By combining a customer’s home address with insights into their personal lives and wealth gleaned from the photos uploaded, anyone could use this information to plan robberies of PhotoSquared users’ homes.

Meanwhile, PhotoSquared customers could also be targeted for online theft and fraud. Hackers and thieves could use their photos and home addresses to identify them on social media and find their email addresses, or any more Personally Identifiable Information (PII) to use fraudulently.

The legal hot water that may await could be found in California, vpnMentor suggests, given its newly enacted California Consumer Privacy Act (CCPA), with the law’s new, strict rules about corporate data leaks.

Securing an open S3 bucket

PhotoSquared, for its part, could have secured its servers, say Rotem and Locar, implemented proper access rules, and not left a system that doesn’t require authentication lying around open to the internet.

As it was, the database was set up with no password and no encryption.

From vpnMentor’s report:

Our team was able to access this bucket because it was completely unsecured and unencrypted.

The leaky PhotoSquared app is just the most recent story (one in a long chain) about misconfigured cloud storage buckets. Last week, it was JailCore, a cloud-based app meant to manage correctional facilities that turned out to be spilling PII about inmates and jail staff.

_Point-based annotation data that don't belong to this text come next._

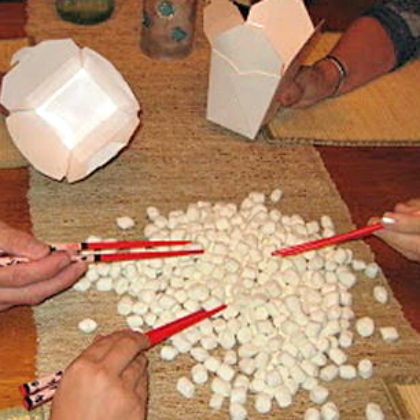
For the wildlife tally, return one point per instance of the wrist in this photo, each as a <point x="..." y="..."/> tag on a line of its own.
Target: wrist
<point x="333" y="74"/>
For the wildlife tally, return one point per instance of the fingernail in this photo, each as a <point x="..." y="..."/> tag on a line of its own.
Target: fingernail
<point x="64" y="262"/>
<point x="388" y="220"/>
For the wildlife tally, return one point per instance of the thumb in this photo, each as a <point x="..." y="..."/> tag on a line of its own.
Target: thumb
<point x="20" y="243"/>
<point x="290" y="94"/>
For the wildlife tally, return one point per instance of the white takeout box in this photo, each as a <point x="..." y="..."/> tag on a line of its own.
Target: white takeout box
<point x="71" y="111"/>
<point x="250" y="58"/>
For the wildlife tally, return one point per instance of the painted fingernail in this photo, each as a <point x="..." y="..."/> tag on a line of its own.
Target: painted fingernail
<point x="388" y="220"/>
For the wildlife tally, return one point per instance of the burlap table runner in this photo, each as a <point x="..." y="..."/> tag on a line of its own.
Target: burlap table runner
<point x="177" y="158"/>
<point x="382" y="113"/>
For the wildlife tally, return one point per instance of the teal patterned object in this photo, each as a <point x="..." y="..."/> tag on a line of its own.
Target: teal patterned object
<point x="85" y="12"/>
<point x="166" y="9"/>
<point x="178" y="34"/>
<point x="147" y="20"/>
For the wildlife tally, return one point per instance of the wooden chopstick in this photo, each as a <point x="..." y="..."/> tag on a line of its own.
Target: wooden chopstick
<point x="320" y="243"/>
<point x="40" y="391"/>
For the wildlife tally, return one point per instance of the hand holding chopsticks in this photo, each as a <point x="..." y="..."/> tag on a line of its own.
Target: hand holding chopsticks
<point x="42" y="390"/>
<point x="79" y="251"/>
<point x="333" y="240"/>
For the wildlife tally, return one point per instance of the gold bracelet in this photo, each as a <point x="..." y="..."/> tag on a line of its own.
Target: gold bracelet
<point x="342" y="72"/>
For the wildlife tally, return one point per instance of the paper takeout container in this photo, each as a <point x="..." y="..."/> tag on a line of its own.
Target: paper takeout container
<point x="71" y="111"/>
<point x="250" y="58"/>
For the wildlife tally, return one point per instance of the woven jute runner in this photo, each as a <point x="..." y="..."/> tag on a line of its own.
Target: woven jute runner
<point x="177" y="158"/>
<point x="10" y="156"/>
<point x="382" y="113"/>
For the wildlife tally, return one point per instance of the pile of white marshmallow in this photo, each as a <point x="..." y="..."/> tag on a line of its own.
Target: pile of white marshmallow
<point x="288" y="321"/>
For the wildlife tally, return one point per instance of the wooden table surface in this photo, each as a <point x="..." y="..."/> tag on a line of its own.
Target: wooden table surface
<point x="370" y="181"/>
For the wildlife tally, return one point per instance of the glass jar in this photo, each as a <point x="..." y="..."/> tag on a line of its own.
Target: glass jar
<point x="168" y="28"/>
<point x="85" y="12"/>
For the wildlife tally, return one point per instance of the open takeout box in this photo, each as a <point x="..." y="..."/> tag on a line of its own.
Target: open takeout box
<point x="71" y="111"/>
<point x="251" y="58"/>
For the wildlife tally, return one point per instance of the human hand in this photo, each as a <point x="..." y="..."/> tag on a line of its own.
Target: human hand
<point x="311" y="85"/>
<point x="31" y="283"/>
<point x="402" y="229"/>
<point x="108" y="381"/>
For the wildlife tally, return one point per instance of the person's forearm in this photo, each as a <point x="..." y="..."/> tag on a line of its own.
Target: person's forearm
<point x="366" y="51"/>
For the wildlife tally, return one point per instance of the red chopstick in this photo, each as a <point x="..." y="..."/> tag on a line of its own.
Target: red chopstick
<point x="96" y="246"/>
<point x="40" y="391"/>
<point x="320" y="243"/>
<point x="118" y="256"/>
<point x="162" y="333"/>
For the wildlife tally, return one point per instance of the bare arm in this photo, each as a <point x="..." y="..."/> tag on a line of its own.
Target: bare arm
<point x="372" y="46"/>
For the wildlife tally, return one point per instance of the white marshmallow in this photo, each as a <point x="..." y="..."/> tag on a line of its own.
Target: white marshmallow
<point x="185" y="387"/>
<point x="88" y="325"/>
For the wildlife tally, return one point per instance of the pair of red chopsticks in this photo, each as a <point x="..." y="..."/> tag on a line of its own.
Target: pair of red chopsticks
<point x="40" y="391"/>
<point x="81" y="251"/>
<point x="333" y="240"/>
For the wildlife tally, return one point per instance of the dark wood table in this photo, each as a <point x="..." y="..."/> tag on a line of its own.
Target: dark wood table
<point x="370" y="181"/>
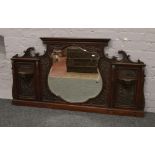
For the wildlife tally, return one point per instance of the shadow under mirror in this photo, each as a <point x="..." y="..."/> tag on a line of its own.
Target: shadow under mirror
<point x="74" y="75"/>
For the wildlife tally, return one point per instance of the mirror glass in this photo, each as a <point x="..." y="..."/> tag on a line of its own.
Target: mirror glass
<point x="74" y="75"/>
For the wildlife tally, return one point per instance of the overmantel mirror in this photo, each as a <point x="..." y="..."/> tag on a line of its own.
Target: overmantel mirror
<point x="76" y="74"/>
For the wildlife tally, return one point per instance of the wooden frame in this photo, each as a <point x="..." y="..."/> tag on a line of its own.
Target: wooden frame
<point x="105" y="101"/>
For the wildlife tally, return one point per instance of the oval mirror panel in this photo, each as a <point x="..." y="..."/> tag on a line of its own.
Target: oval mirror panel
<point x="74" y="75"/>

The Who’s Who list of organizations that have misconfigured their Amazon S3 buckets and thereby inadvertently regurgitated their private data across the world just keeps getting longer. Besides JailCore last week and PhotoSquared this week, that list contains Dow Jones; a bipartisan duo including the Democratic National Committee (DNC) and the Republican National Committee (RNC); and Time Warner Cable – to name just a few.

Plug those buckets!

Your organization doesn’t have to wind up on that Who’s Who list. There’s help out there for organizations that can take a deep breath, step away from their servers, and plunge in to learn how to better secure them: Amazon has an FAQ that advises customers how to secure S3 buckets and keep them private.

In the case of PhotoSquared, vpnMentor suggested that the quickest way to patch its pockmarked bucket is to:

  • Make it private and add authentication protocols.
  • Follow AWS access and authentication best practices.
  • Add more layers of protection to the S3 bucket to further restrict who can access it from every point of entry.